L'elezione degli apostoli
Nella nostra ricerca, stavolta ci poniamo, una domanda che riguarda il tempo dell'elezione degli apostoli da parte di Gesù. Il quesito che tutti si pongono è questo: il gruppo dei Dodici, quello che emerge all'interno della comunità più ampia dei discepoli del Maestro, si è costituito dopo la risurrezione di Gesù o è stato scelto direttamente da Lui?
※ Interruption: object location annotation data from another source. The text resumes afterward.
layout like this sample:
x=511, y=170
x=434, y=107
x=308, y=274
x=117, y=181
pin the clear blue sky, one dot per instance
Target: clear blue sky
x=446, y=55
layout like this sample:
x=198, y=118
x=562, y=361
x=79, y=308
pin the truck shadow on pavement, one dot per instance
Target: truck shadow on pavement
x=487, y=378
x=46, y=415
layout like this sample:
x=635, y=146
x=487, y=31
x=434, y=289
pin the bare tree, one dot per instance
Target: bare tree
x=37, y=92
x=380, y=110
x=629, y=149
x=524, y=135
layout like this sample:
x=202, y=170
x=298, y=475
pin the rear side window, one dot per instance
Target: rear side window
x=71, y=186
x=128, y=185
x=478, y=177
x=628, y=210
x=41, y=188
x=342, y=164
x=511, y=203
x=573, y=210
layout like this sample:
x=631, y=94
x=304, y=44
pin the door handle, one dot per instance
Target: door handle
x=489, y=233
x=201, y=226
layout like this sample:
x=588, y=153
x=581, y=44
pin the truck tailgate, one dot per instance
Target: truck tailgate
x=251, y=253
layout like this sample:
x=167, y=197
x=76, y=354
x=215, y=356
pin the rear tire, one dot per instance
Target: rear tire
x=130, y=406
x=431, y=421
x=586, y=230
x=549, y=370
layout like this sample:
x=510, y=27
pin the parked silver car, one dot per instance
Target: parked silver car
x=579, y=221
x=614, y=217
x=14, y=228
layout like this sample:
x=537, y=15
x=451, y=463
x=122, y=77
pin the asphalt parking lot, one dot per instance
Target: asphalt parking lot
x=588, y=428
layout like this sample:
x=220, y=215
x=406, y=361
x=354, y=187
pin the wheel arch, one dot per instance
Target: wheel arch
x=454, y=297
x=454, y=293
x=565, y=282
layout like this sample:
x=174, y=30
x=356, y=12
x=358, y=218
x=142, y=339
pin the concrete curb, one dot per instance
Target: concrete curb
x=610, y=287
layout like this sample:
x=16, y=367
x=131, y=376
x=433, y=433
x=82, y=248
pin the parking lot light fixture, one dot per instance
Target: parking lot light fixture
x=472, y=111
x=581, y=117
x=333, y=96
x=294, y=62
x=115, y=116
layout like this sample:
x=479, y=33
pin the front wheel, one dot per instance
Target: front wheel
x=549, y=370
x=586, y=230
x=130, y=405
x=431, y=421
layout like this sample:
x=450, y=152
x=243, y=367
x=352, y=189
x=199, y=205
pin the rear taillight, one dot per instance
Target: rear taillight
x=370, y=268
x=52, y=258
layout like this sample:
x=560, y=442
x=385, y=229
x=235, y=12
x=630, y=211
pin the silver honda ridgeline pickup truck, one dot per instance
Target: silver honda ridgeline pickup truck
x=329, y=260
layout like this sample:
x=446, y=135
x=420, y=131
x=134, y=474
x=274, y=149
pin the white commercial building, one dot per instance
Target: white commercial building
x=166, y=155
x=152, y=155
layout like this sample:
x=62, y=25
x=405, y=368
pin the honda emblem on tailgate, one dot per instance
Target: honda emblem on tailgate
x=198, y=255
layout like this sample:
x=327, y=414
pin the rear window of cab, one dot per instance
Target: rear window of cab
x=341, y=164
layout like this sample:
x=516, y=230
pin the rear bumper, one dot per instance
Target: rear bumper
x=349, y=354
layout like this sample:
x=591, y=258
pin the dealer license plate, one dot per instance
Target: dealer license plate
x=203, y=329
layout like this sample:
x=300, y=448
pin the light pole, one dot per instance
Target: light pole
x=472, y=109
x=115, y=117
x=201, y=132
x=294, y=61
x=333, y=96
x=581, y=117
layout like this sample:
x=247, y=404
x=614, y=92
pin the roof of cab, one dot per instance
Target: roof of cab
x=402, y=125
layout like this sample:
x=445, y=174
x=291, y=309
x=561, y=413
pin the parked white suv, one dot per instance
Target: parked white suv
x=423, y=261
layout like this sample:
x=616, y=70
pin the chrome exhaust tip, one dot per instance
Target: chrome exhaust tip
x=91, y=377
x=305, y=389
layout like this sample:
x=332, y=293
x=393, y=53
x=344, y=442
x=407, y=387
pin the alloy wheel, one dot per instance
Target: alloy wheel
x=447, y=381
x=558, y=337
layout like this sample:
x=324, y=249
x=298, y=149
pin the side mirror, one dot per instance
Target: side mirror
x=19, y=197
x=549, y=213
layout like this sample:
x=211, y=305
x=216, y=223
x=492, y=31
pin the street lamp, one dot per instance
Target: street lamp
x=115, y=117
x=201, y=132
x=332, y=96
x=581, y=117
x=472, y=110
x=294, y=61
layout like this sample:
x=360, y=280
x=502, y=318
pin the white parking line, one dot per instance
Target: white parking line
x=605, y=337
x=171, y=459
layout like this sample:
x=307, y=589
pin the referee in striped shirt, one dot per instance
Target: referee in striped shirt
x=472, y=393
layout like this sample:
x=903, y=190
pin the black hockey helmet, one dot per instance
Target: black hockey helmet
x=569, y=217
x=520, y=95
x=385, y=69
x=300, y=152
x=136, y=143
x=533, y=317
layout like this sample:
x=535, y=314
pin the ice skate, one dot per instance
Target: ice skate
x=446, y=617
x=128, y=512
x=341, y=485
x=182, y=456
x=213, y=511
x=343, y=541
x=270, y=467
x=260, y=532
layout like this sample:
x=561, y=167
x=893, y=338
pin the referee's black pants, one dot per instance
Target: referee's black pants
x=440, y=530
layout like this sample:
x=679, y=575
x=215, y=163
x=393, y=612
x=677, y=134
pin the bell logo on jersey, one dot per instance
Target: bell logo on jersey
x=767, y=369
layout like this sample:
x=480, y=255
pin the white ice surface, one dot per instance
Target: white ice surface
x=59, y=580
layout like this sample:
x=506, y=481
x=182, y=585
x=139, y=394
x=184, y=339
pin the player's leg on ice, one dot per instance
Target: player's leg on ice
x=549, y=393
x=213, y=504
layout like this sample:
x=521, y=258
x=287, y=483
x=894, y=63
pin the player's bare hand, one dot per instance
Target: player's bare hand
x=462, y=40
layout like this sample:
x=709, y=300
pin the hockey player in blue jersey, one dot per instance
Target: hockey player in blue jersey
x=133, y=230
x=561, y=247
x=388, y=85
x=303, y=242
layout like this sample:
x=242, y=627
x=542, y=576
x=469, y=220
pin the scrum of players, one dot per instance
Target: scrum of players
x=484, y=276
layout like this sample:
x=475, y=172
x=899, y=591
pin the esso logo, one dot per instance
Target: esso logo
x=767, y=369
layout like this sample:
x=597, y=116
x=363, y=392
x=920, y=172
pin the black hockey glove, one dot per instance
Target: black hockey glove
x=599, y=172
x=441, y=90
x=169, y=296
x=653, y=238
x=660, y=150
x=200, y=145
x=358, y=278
L'interrogativo può sembrare privo d'importanza, ma non è così. Esso costituisce un tassello rilevante dell'immagine del Gesù storico che gradualmente si sta delineando nella nostra scoperta del Nazareno. Alcuni studiosi come Wellhausen, Schütz, Klein, ritengono che "il collegio dei dodici sarebbe sorto a Gerusalemme, nel periodo tra la morte di Gesù e la conversione di Paolo, come gruppo stabile con funzione e autorità presbiteriali all'interno della più vasta cerchia dei discepoli"(Carlo Ghidelli, Il gruppo dei Dodici: l'attuale dibattito. In Storia di Gesù, vol. 2, pag. 560, Ed. Rizzoli). Altri, invece, sostengono che è stato Gesù stesso a scegliere i Dodici apostoli, mandandoli in missione. I dati dei Vangeli, infatti, sembrano dimostrare una certa somiglianza tra quest'ipotesi e la tradizione rabbinica. Infatti Grundmann rileva che l'invio degli apostoli in missione non è altro che l'attuazione, nella comunità di Gesù, dell'istituzione giudaica dello "shaliah", che significa essere incaricati di una missione da compiere, di cui si dovrà, poi, rendere conto (cfr. Carlo Ghidelli, Il gruppo dei Dodici: l'attuale dibattito. In Storia di Gesù, vol. 2, pag. 560, Ed. Rizzoli).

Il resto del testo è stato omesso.